An American Pastoral patiently and precisely documents mounting tensions in a rural Pennsylvania community over the future of public education, where a fierce debate about books masks a deeper crisis: the fate of American secular democracy. In 2023, in the conservative town of Elizabethtown, a full-blown ideological and cultural battle is underway over the school curriculum. With school board elections looming, fundamentalist candidates launch an aggressive campaign across the seemingly idyllic neighborhoods. White supremacists, conspiracy theorists, and Christian nationalists are rapidly ascending to leadership roles within the local Republican Party. Democrats fear – with good reason – that this will lead to bans on “sexually explicit” literature and the marginalization of LGBTQ+ youth. Edler’s camera is present during the months-long campaign, quietly observing the vitriolic, often violent debates unfolding at board meetings, in the streets, and in churches, between two opposing worldviews. As in Philip Roth’s Pulitzer Prize-winning novel of the same name, the American pastoral dream is unmasked as American berserk: school board meetings become toxic theaters of MAGA Christian extremism and the corresponding theocratic vision, while the students whose futures are at stake drift silently through school hallways and yellow buses, with no say in the matter. With calm observational precision in the tradition of Frederick Wiseman, Edler’s dystopian chronicle demonstrates – on a micro level – how the radical right, empowered by a warped theology of hatred, threatens to overthrow human rights and impose the Bible as the only legitimate Constitution. The danger has never felt more real, nor the nightmare more tangible. (Dina Pokrajac)
Awards and Festivals:
IDFA (2024) – Best Directing Award; Hong Kong International Film Festival (2025); Docville (2025)

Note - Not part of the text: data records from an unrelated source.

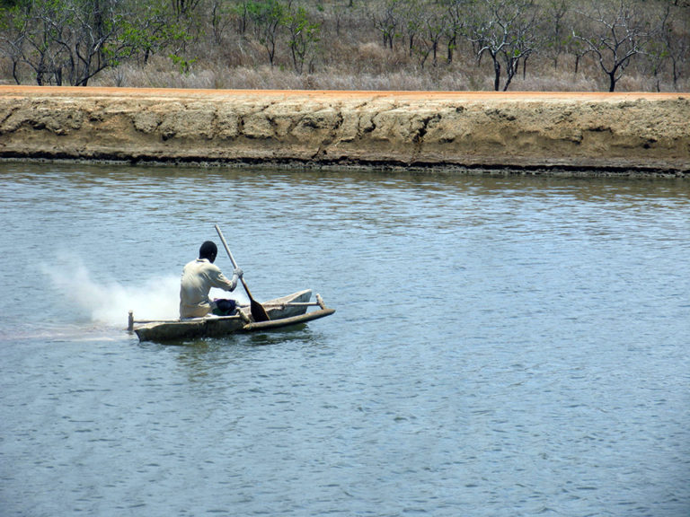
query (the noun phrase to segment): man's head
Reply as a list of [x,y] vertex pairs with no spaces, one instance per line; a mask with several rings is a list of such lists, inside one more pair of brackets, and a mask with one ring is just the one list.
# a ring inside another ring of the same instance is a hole
[[214,242],[211,242],[210,241],[207,241],[203,244],[201,244],[201,248],[199,249],[199,258],[208,258],[208,262],[213,264],[213,261],[216,260],[216,255],[218,254],[218,249],[216,246]]

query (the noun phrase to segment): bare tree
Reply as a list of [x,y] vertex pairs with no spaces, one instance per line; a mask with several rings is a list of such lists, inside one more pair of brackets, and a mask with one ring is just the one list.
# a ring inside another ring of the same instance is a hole
[[[478,3],[475,4],[478,6]],[[486,12],[476,13],[467,38],[476,45],[477,60],[488,54],[493,64],[493,87],[499,91],[505,66],[507,91],[520,62],[536,50],[537,9],[533,0],[490,0]]]
[[385,0],[383,13],[374,15],[374,26],[381,33],[384,39],[384,47],[393,50],[393,40],[396,37],[396,31],[400,23],[397,12],[400,0]]
[[588,22],[589,34],[573,33],[573,37],[594,54],[608,76],[608,91],[614,92],[631,60],[644,52],[651,36],[650,24],[630,0],[620,0],[613,9],[605,3],[597,3],[588,11],[578,13]]

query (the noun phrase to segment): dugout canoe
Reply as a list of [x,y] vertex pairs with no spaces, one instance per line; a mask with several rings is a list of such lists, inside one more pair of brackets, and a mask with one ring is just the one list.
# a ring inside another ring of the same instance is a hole
[[[270,320],[257,322],[252,318],[249,305],[242,305],[232,316],[206,316],[185,320],[136,320],[129,311],[128,330],[134,332],[139,341],[165,343],[199,337],[222,337],[237,332],[270,330],[306,323],[335,312],[323,303],[316,294],[316,302],[311,302],[312,291],[305,289],[287,296],[269,300],[261,303]],[[307,311],[309,307],[318,307]]]

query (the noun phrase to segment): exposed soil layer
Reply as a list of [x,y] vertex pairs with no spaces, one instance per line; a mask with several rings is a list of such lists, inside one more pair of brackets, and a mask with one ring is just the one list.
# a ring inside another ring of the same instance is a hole
[[0,86],[0,158],[690,177],[690,93]]

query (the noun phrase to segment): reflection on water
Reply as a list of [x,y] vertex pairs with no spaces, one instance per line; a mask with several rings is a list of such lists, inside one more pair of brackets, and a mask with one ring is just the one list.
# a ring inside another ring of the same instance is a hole
[[[0,513],[688,514],[689,194],[4,164]],[[138,343],[215,223],[338,311]]]

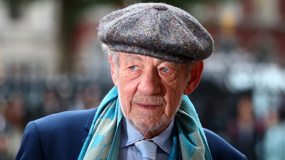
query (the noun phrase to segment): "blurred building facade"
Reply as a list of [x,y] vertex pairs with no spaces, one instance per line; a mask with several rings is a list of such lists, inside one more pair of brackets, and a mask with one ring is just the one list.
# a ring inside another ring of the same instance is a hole
[[[113,85],[97,37],[99,21],[118,4],[135,2],[71,1],[78,7],[68,18],[62,16],[68,13],[65,1],[0,1],[1,159],[13,159],[29,121],[98,106]],[[263,136],[281,123],[285,97],[285,1],[198,1],[178,4],[208,30],[215,48],[189,97],[204,127],[237,148],[252,140],[249,159],[265,159]]]

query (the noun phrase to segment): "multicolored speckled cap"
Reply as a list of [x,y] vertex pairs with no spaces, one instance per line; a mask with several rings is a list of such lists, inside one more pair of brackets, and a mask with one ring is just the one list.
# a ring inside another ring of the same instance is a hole
[[187,63],[212,53],[206,29],[186,11],[162,3],[136,4],[103,18],[98,36],[110,49]]

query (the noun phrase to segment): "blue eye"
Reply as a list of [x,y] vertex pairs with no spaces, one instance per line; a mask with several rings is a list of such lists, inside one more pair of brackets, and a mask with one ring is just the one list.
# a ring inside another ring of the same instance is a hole
[[138,66],[135,65],[134,66],[132,66],[130,67],[130,68],[132,70],[136,70],[138,69]]
[[168,69],[165,68],[162,68],[161,70],[164,72],[168,72],[169,71]]

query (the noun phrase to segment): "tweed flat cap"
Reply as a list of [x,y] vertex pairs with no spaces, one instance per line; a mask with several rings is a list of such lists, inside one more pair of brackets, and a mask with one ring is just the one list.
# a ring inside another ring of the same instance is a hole
[[98,36],[111,50],[187,63],[211,55],[210,34],[186,11],[163,3],[137,3],[101,20]]

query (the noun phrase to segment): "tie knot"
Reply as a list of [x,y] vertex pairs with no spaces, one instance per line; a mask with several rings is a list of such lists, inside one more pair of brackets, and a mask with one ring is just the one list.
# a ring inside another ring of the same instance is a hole
[[154,142],[143,139],[135,143],[135,145],[142,153],[143,159],[155,160],[157,146]]

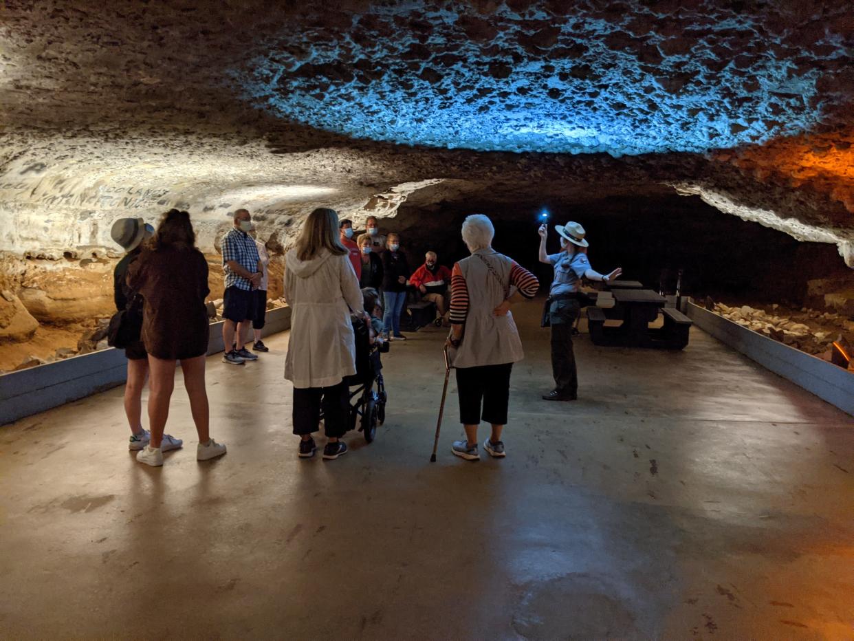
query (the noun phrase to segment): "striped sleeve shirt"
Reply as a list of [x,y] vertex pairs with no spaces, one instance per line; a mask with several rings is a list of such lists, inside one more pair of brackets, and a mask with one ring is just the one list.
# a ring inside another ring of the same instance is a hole
[[[512,261],[510,284],[514,285],[525,298],[533,298],[540,287],[536,276],[529,272],[516,261]],[[459,269],[459,263],[454,263],[451,272],[451,310],[448,319],[452,324],[463,325],[469,314],[469,287]]]

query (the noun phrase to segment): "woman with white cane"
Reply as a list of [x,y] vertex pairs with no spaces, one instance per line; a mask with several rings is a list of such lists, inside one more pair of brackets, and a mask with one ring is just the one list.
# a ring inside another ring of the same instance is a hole
[[451,333],[445,347],[456,369],[459,421],[466,437],[454,441],[451,450],[466,461],[480,460],[482,419],[492,426],[483,449],[495,458],[505,456],[501,431],[507,422],[510,373],[524,356],[510,306],[533,297],[540,286],[533,273],[492,249],[494,234],[488,218],[468,216],[462,236],[471,256],[454,264],[451,276]]

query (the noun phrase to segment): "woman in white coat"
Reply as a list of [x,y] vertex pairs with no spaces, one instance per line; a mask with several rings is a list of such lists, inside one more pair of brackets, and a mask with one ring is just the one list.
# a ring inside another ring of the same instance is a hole
[[294,433],[301,439],[301,458],[317,450],[312,434],[318,431],[321,407],[329,439],[323,457],[347,452],[340,440],[349,413],[345,377],[356,373],[350,313],[365,312],[349,251],[338,237],[338,215],[317,209],[285,256],[284,299],[291,316],[284,378],[294,384]]

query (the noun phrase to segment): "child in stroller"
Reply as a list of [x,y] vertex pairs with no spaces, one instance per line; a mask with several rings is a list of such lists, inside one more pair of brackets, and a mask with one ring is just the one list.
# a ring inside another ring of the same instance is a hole
[[[362,290],[365,311],[371,316],[370,326],[362,319],[351,317],[356,340],[356,373],[348,379],[350,385],[350,429],[355,429],[361,417],[359,430],[365,440],[371,443],[377,435],[377,426],[385,421],[385,403],[388,396],[383,380],[383,362],[380,352],[389,351],[389,344],[383,339],[383,307],[375,289]],[[376,389],[374,384],[376,383]]]

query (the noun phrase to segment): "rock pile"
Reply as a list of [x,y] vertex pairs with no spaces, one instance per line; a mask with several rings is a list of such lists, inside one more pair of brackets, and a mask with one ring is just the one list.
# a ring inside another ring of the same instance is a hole
[[854,320],[829,312],[802,308],[799,311],[773,304],[768,309],[715,303],[712,311],[739,325],[794,347],[825,357],[834,341],[854,345]]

Auberi Edler is an award-winning documentary filmmaker and cinematographer based in Paris. A former war correspondent, she has reported from numerous conflict zones including Israel, Iraq, the former Yugoslavia, and El Salvador, and has worked as a television journalist for Antenne 2 and France 2. Her recent filmography includes 1968, Photographic Acts (2018), Clean Torture: An American Fabrication (2020, Etoile de la SCAM Award), and American Laundry (2024, Etoile de la SCAM Award).